Question

A ray of light is incident at the glass-water interface at an angle i. It merges finally parallel to the surface of the water. Then, the value of ${\mu _g}$ would be (where ${\mu _g}$ is the refractive index of glass with respect to water)

A. $\left( {\dfrac{4}{3}} \right)\sin i$
B. $\dfrac{1}{{(\sin i)}}$
C. $\dfrac{4}{3}$
D. $1$

Answer 1

Hint: Here in this question, given that a ray of light is incident through glass medium to the water medium at an angle i and merges parallel to the surface of water.

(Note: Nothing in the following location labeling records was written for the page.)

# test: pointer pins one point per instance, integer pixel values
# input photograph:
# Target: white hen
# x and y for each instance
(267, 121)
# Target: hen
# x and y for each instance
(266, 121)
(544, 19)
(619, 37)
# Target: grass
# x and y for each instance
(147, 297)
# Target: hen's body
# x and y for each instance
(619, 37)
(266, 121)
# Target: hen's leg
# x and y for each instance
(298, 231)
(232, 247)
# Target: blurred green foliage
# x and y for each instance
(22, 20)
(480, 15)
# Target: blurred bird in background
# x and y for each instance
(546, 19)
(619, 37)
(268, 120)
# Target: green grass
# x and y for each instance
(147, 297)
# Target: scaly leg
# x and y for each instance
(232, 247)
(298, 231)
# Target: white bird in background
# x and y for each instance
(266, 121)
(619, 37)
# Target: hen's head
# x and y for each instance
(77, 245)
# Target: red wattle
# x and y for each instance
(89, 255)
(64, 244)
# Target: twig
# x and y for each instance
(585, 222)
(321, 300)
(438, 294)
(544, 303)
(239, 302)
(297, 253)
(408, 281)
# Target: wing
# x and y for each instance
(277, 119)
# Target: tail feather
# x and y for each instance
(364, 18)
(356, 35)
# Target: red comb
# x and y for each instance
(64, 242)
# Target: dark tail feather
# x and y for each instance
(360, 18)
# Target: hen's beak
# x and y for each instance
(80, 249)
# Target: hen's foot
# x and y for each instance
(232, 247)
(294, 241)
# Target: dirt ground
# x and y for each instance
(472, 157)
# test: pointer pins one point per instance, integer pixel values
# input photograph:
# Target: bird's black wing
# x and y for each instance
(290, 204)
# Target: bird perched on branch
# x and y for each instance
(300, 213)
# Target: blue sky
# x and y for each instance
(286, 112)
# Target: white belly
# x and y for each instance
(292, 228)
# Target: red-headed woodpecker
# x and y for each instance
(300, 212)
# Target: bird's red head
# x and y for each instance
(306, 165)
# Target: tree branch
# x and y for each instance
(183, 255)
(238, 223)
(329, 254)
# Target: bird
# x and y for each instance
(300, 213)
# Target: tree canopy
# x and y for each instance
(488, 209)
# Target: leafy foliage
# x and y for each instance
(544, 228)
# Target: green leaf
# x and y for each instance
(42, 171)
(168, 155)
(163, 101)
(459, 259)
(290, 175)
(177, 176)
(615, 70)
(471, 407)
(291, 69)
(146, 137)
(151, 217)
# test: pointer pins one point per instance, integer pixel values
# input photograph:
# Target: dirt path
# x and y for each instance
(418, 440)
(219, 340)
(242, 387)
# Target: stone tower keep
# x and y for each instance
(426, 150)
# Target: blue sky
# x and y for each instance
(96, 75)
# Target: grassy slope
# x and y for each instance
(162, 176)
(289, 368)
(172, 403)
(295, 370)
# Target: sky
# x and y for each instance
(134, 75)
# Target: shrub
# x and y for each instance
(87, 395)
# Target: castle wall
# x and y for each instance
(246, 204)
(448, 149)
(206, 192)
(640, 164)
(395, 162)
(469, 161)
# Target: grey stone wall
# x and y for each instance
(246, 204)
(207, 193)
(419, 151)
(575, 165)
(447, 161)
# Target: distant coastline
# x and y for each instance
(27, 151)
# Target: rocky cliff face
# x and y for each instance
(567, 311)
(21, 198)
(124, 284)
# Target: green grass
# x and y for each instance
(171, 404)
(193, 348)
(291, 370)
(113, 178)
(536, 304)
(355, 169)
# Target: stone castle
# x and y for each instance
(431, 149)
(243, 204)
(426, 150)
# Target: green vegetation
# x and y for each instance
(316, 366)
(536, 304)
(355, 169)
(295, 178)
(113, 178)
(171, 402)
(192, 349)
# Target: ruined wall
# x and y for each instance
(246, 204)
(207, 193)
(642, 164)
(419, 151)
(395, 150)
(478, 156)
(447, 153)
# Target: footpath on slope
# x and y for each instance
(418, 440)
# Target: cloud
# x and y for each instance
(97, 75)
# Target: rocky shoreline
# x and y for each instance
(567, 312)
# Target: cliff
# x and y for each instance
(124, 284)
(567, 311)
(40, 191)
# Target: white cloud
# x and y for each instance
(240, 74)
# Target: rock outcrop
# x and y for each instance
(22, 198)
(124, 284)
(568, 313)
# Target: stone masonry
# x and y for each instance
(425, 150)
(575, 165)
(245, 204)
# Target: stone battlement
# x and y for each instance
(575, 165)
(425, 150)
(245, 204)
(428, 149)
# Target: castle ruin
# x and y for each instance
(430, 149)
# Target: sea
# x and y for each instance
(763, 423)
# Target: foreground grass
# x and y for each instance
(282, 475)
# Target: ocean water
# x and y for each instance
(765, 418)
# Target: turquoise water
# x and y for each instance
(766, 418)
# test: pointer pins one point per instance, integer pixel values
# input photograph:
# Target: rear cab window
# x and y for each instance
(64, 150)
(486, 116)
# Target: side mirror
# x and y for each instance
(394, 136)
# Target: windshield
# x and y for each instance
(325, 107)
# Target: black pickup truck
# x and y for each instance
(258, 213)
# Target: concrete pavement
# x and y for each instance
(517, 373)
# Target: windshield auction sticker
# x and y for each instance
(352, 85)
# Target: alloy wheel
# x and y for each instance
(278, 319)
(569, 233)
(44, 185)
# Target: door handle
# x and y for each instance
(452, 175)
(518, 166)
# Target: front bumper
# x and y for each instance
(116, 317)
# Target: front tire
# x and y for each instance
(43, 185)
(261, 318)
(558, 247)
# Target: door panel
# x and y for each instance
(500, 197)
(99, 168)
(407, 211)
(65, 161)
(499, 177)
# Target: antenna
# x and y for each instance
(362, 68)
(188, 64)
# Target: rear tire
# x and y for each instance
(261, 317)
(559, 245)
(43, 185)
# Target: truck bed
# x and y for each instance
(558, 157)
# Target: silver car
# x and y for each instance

Here we have to find the value of ${\mu _g}$ . As we know that we can easily find the solution using Snell’s law.


Formula used:
 Snell’s law
${}_g^w\mu = \dfrac{{\sin r}}{{\sin i}}$

Complete answer:
As we know that by applying the Snell’s law, we can easily find the solution of the question,
By applying the Snell’s law at the position of Glass-water surface,
${}_g^w\mu = \dfrac{{\sin r}}{{\sin i}}$
Here, $w$ stands for water and $g$ stands for glass,
As by putting the value we get the value as,
${}_g^w\mu = \dfrac{{\sin r}}{{\sin i}} = \dfrac{{{}_g\mu }}{{{}_w\mu }}....(i)$
As we take the above equation as equation(i)
Now, Applying the Snell’s law at the position of water-air surface,
${}_w^a\mu = \dfrac{{\sin {{90}^ \circ }}}{{\sin r}}$
Here, $a$ stands for air and $w$ stands for water,
By putting the whole value in above equation, we get,
${}_w^a\mu = \dfrac{{\sin {{90}^ \circ }}}{{\sin r}} = \dfrac{{{}_w\mu }}{{{}_a\mu }}....(ii)$
Now, by multiplying equation(i) with equation(ii) we get,
$\dfrac{{{}_g\mu }}{{{}_a\mu }} = \dfrac{1}{{\sin i}}$
By taking the whole conclusion we get,
${}_g\mu = \dfrac{1}{{\sin i}}$
Therefore, the correct answer for the value of ${}_g\mu $ is $\dfrac{1}{{\sin i}}$ .
Hence, the correct option is (B).


Note:
Snell's law often applies to isotropic or specular material only (such as glass). The ordinary or o-ray, which obeys Snell's law, and the other extraordinary or e-ray, which may not be co-planar with the incident ray, can be separated by birefringence in anisotropic media, such as certain crystals. So, check the material before using the formula.